Naval_vessels_patrol_Ambalat

Naval vessels patrol the Sulawesi Sea

There are signs today that Indonesia and Malaysia are creeping towards the resolution of their long-standing maritime border dispute. Relations between the neighbours have frequently been strained over long-term issues about migrant workers and the maritime border dispute, but Indonesia's Foreign Minister Marty Natalegawa will receive his Malaysian counterpart Anifah Aman in Jakarta on Thursday 17th June for a meeting that is has been described as an 'annual consultation' on 'priority issues'.

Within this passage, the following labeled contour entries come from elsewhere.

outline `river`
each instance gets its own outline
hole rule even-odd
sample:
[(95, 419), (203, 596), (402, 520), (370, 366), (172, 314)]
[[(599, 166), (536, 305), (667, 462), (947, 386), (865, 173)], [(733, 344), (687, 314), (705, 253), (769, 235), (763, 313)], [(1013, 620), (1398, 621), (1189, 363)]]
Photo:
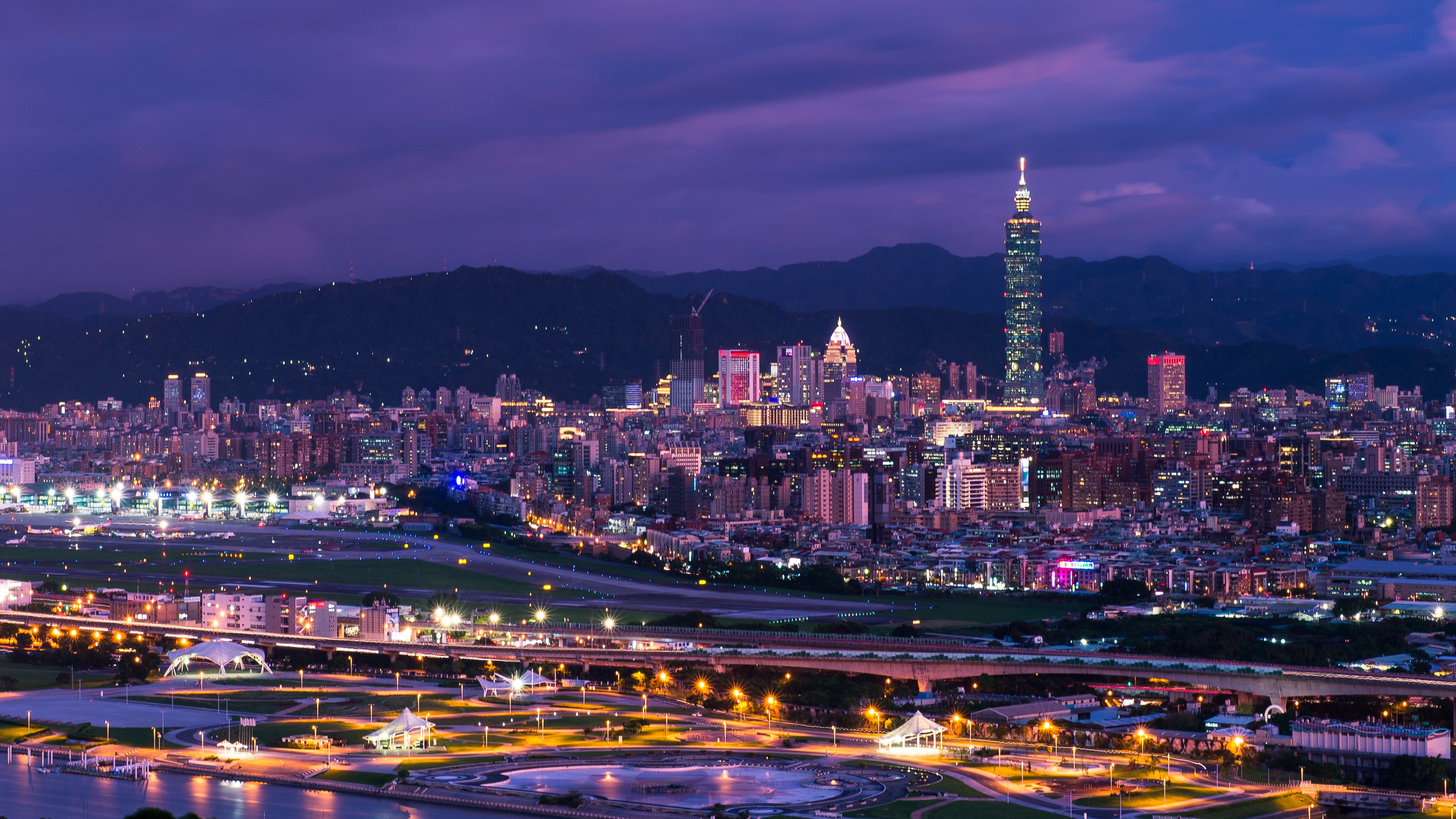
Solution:
[(10, 819), (121, 819), (153, 806), (181, 816), (188, 810), (217, 819), (518, 819), (425, 802), (332, 793), (186, 774), (153, 774), (146, 781), (80, 774), (42, 774), (26, 759), (0, 761), (0, 813)]

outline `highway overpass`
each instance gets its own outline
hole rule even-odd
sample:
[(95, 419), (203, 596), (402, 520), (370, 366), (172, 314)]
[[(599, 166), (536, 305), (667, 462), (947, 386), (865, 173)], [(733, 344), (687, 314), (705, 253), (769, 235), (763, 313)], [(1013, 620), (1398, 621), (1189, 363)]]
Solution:
[(0, 622), (33, 628), (84, 632), (128, 632), (188, 640), (236, 640), (264, 647), (310, 648), (386, 654), (390, 657), (450, 657), (496, 663), (569, 663), (684, 667), (711, 666), (727, 672), (737, 666), (840, 670), (893, 679), (913, 679), (920, 691), (936, 681), (980, 675), (1056, 673), (1099, 678), (1118, 685), (1182, 683), (1268, 697), (1284, 704), (1299, 697), (1393, 695), (1452, 697), (1456, 679), (1357, 672), (1347, 669), (1241, 663), (1188, 657), (1105, 654), (1096, 651), (1048, 651), (967, 646), (957, 640), (916, 640), (847, 634), (794, 634), (734, 630), (633, 628), (575, 624), (492, 627), (498, 644), (399, 643), (355, 638), (230, 631), (183, 624), (119, 622), (36, 612), (0, 612)]

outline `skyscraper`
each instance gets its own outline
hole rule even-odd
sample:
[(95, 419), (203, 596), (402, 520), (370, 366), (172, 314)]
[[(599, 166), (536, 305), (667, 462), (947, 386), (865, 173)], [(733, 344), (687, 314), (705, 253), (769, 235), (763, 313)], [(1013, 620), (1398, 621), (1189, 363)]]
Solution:
[(703, 319), (697, 310), (686, 316), (671, 316), (668, 329), (673, 334), (673, 358), (668, 367), (673, 385), (668, 404), (692, 414), (693, 404), (703, 399)]
[(844, 396), (842, 382), (859, 367), (856, 357), (855, 344), (844, 332), (844, 319), (840, 319), (824, 347), (824, 398)]
[(186, 398), (182, 395), (182, 376), (167, 376), (162, 385), (162, 410), (167, 415), (186, 411)]
[(1187, 358), (1176, 353), (1147, 357), (1147, 405), (1153, 415), (1176, 412), (1188, 405)]
[(779, 404), (808, 407), (824, 402), (824, 358), (808, 344), (782, 344), (778, 348)]
[(718, 351), (718, 405), (759, 401), (759, 354), (753, 350)]
[(1006, 220), (1006, 404), (1041, 404), (1041, 223), (1031, 216), (1026, 159)]
[(192, 376), (192, 404), (189, 408), (194, 412), (213, 408), (213, 379), (207, 377), (207, 373)]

While there are a number of maritime border disputes, the most intense is centred on the Ambalat block offshore East Borneo that is highly prospective in oil reserves. This dispute in the Sulawesi Sea first heated up in 2005 when both Indonesia and Malaysia awarded contracts for the same block to foreign oil companies: Indonesia to Unocal and Eni, Mayalsia to Royal Dutch Shell. Since then, both countries have maintained a naval presence in the area, and have narrowly avoided conflict on several occasions.

The countries have settled previous disputes through international arbitration, with the International Court of Justice (ICJ) in The Hague awarding two islands in the area - Sipadan and Ligitan – to Malaysia in 2002. That settlement, however, did not determine the vexed questions of territorial waters or the continental shelf which both remain unresolved. The issue over the Ambalat block is, therefore, part of the wider dispute.

Progress, however, on the migrant issue is encouraging. Malaysia is heavily dependent on Indonesian workers (many of whom are there illegally), and following cases of abuse and mistreatment, Jakarta imposed a moratorium in 2009 on sending migrant workers to Malaysia. Negotiations appear to have paid off, and the increased contact between both the leaders – Indonesia's President Susilo Bambang Yudhoyono and Malaysia's Prime Minister Najib Razak - who met last month, and now the Foreign Ministers' is positive, although final resolution is still likely to be many years off.